Extract YouTube Data
The functions in this section are designed to extract detailed information from YouTube videos, including metadata and transcripts. You can benefit from these capabilities to build powerful APIs / tools / applications.
get_video_meta(video_url)
Function
This function takes only the video_url
as input and it fetches detailed metadata from a specified YouTube video. It retrieves a ton of information returning them in a dictionary format:
video_id
: The unique identifier for the video.video_title
: The title of the video.video_description
: A description of the video.video_length
: The duration of the video in seconds.video_views
: The number of times the video has been viewed.video_author
: The creator of the video.video_publish_date
: The publication date of the video.video_thumbnail_url
: The URL of the video's thumbnail.video_rating
: The average user rating of the video.video_keywords
: Keywords associated with the video.
Example Usage
from SimplerLLM.tools.youtube import get_video_meta
video_meta = get_video_meta("https://www.youtube.com/watch?v=r9PjzmUmk1w")
print(video_meta)
The video meta is returned in the following format:
{'video_id': 'r9PjzmUmk1w', 'video_title': 'Build SaaS with WordPress With 3 Plugins Only!', 'video_description': None, 'video_length': 252, 'video_views': 25845, 'video_author': 'Hasan Aboul Hasan', 'video_publish_date': datetime.datetime(2024, 2, 15, 0, 0), 'video_thumbnail_url': 'https://i.ytimg.com/vi/r9PjzmUmk1w/hqdefault.jpg?sqp=-oaymwEXCJADEOABSFryq4qpAwkIARUAAIhCGAE=&rs=AOn4CLDLDIEv0NjGrhaAKQ8GL2SpvwDDng', 'video_rating': None, 'video_keywords': []}
Let's say you only want to get the video title, here's how you get it:
from SimplerLLM.tools.youtube import get_video_meta
video_meta = get_video_meta("https://www.youtube.com/watch?v=r9PjzmUmk1w")
print(video_meta.get('video_title'))
Use the same method to extract any value you want.

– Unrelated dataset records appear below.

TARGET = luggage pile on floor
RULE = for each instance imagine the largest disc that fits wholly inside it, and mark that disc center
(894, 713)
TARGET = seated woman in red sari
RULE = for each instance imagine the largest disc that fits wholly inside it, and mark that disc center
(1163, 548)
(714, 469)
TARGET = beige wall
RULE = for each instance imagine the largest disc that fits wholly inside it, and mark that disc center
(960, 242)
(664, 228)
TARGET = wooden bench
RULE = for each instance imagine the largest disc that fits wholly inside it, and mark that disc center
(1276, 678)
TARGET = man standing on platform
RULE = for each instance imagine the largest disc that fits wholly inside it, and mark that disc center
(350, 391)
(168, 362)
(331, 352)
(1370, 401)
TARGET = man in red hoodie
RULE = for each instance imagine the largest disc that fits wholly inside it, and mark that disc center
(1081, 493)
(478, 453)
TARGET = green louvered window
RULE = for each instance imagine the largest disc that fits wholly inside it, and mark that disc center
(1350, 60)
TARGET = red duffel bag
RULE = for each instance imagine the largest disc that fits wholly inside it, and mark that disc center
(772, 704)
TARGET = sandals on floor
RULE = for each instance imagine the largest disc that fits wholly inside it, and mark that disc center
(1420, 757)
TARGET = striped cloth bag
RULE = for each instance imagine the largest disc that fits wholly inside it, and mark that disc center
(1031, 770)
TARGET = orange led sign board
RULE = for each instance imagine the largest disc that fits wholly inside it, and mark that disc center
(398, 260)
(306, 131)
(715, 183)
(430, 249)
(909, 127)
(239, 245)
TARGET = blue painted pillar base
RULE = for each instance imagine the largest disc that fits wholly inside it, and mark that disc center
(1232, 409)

get_youtube_transcript(video_url)
Function
This function also takes only the video_url
, and it returns the transcript of the YouTube video, formatting it into a simple readable string.
Example Usage
from SimplerLLM.tools.youtube import get_youtube_transcript
video_transcript = get_youtube_transcript("https://www.youtube.com/watch?v=r9PjzmUmk1w")
print(video_transcript)
get_youtube_transcript_with_timing(video_url)
Function
This function also takes only the video_url
, and retrieves the transcript of a YouTube video, including timing information for each line. It returns a list of dictionaries, where each dictionary refers to a part of the transcript and it contains the following:
text
: The transcript text of a specific segment of the video.start
: The start time of the segment in seconds.duration
: The duration of the segment in seconds.
Example Usage
from SimplerLLM.tools.youtube import get_youtube_transcript_with_timing
video_transcript = get_youtube_transcript_with_timing("https://www.youtube.com/watch?v=r9PjzmUmk1w")
print(video_transcript)
Here's the output format of a small section:
[{'text': 'hi friends in this video I will show you', 'start': 0.12, 'duration': 6.08}, {'text': 'how to turn any WordPress website into a', 'start': 2.639, 'duration': 7.481}, {'text': 'full SAS business using only three', 'start': 6.2, 'duration': 7.639}, {'text': 'plugins this is exactly what I did on my', 'start': 10.12, 'duration': 6.56}, {'text': 'website you will see here I have a list', 'start': 13.839, 'duration': 5.401}]
That's how you can benefit from SimplerLLM to make extracting YouTube data Simpler!